Alongside expanding access to NRT, Nicorette is also at the vanguard of J&J’s sustainability plans, having achieved carbon-neutrality at the brand’s manufacturing home in Helsingborg, Sweden, four years ago.
“It’s an amazing achievement to have true carbon neutrality at Helsingborg, and I think it’s a shining example to us as an industry of what can be done,” Twomey reflected.
Going green can seem like “climbing Mount Everest,” he continued. But what J&J achieved at its Nicorette site was done through a whole host of small steps. “You’re not going to flip a switch one day, literally and figuratively and get to carbon neutrality,” he said.
“From when this was decided as a target until it was achieved it took six years,” added Sjovall, who led the decarbonizing project alongside manufacturing manager Jody Lodge. “You have to declare the goal and then you have to be steadfast on achieving it over a certain period of time.”
A good example of how J&J’s step-by-step approach worked in practice is how the Helsingborg site shifted its heating source from traditional supply to heat generated by other manufacturing sites in the local region, essentially reusing energy waste for new production.
“So rather than buying natural gas or oil to heat our plant, we’re now feeding our heat and our energy off this district heating grid,” Twomey explained. “The small remaining amount of natural gas that we continue to use is now completely shifted to biogas – environmentally-friendly, renewable energy source produced from organic matter, such as food or animal waste.”
And going green has not stopped with achieving the goal of becoming carbon neutral either. The Helsingborg team has now started to repackage unused food from the site and sell it to employees at a very low cost, Sjovall pointed out.
“This helps the environment by reducing food waste and it helps our employees get a great meal for themselves and their families at a low cost,” he noted.
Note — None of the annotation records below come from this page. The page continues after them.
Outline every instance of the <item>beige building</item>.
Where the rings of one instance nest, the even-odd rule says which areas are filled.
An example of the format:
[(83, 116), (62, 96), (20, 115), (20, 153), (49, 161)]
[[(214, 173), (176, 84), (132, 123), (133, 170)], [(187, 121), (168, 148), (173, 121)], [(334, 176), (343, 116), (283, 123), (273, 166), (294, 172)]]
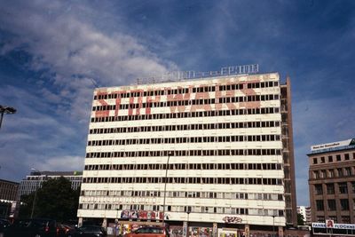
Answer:
[(95, 90), (80, 222), (247, 236), (296, 225), (289, 80), (231, 68)]
[(308, 157), (312, 222), (355, 223), (355, 139), (312, 146)]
“We’ve also replaced all the transport between the buildings with electric transport,” he added. “The team just continues to drive further and further see what they can do, just to get to get better for the environment.”
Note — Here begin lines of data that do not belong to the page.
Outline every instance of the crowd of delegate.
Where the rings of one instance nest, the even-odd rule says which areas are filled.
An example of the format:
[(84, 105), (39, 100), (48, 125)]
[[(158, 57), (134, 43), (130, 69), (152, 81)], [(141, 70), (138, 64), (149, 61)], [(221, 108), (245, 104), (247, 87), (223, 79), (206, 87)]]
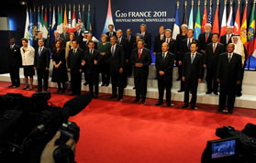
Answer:
[[(154, 38), (153, 53), (156, 56), (156, 80), (159, 99), (156, 105), (163, 104), (166, 91), (167, 107), (172, 105), (171, 90), (173, 81), (181, 81), (179, 92), (184, 92), (182, 108), (196, 108), (197, 87), (204, 79), (206, 70), (206, 94), (218, 95), (217, 111), (226, 108), (233, 113), (236, 96), (241, 96), (241, 84), (246, 66), (246, 49), (238, 35), (232, 34), (232, 27), (227, 27), (227, 34), (219, 36), (212, 33), (212, 27), (206, 24), (198, 40), (194, 38), (194, 30), (187, 25), (181, 26), (181, 33), (172, 39), (172, 30), (163, 26)], [(9, 39), (7, 47), (8, 67), (12, 84), (9, 88), (20, 86), (19, 68), (24, 69), (24, 90), (33, 90), (33, 76), (37, 71), (37, 92), (48, 92), (50, 60), (53, 63), (51, 82), (58, 83), (57, 93), (66, 93), (66, 84), (71, 83), (71, 94), (81, 94), (82, 75), (84, 85), (89, 85), (89, 93), (98, 98), (99, 73), (101, 86), (109, 86), (110, 99), (123, 100), (128, 77), (134, 77), (136, 97), (133, 103), (146, 103), (149, 66), (151, 63), (151, 35), (145, 24), (140, 25), (140, 33), (132, 35), (130, 28), (126, 36), (121, 29), (114, 31), (108, 26), (108, 32), (101, 35), (101, 42), (88, 31), (81, 29), (77, 24), (73, 33), (54, 31), (54, 39), (46, 47), (47, 40), (42, 32), (38, 31), (33, 47), (22, 38), (19, 47), (15, 38)], [(219, 41), (220, 40), (220, 41)], [(51, 51), (51, 59), (50, 52)], [(178, 79), (173, 80), (173, 65), (178, 67)], [(219, 86), (220, 85), (220, 86)], [(189, 94), (192, 94), (189, 102)]]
While making the manufacturing process sustainable is a large piece of the puzzle, packaging – how it is sourced, how it is disposed of and how green alternatives can ensure the safety and stability of medicines – is another large and arguably more challenging one.
“We sell gum in cartons,” Sjovall noted. “We want to make sure that our cardboard is Forestry Stewardship Council certified and ideally made out of recycled and recyclable material as well.”
“Sometimes, it’s going to cost us more to make packaging materials sustainable, but hopefully we can achieve on a cost neutral basis and that’s really where we’re striving to get to,” Twomey continued.
“It’s is a mindset shift,” he insisted. “If you get the right partners in the room, from the supply chain to R&D, you can find these opportunities.”
However, J&J’s first commitment, both Twomey and Sjovall maintained, was for the highest possible levels of safety, quality and efficacy for the company’s medicinal products throughout their shelf life.
Finding recyclable materials that can meet these standards is a “technology challenge,” they suggested, which J&J is working actively towards meeting.
“Sustainability has been looked at as a cost for a lot of companies,” Twomey reflected. “But actually, there are many opportunities if you look hard enough. We have to start looking at sustainability as a win-win situation.”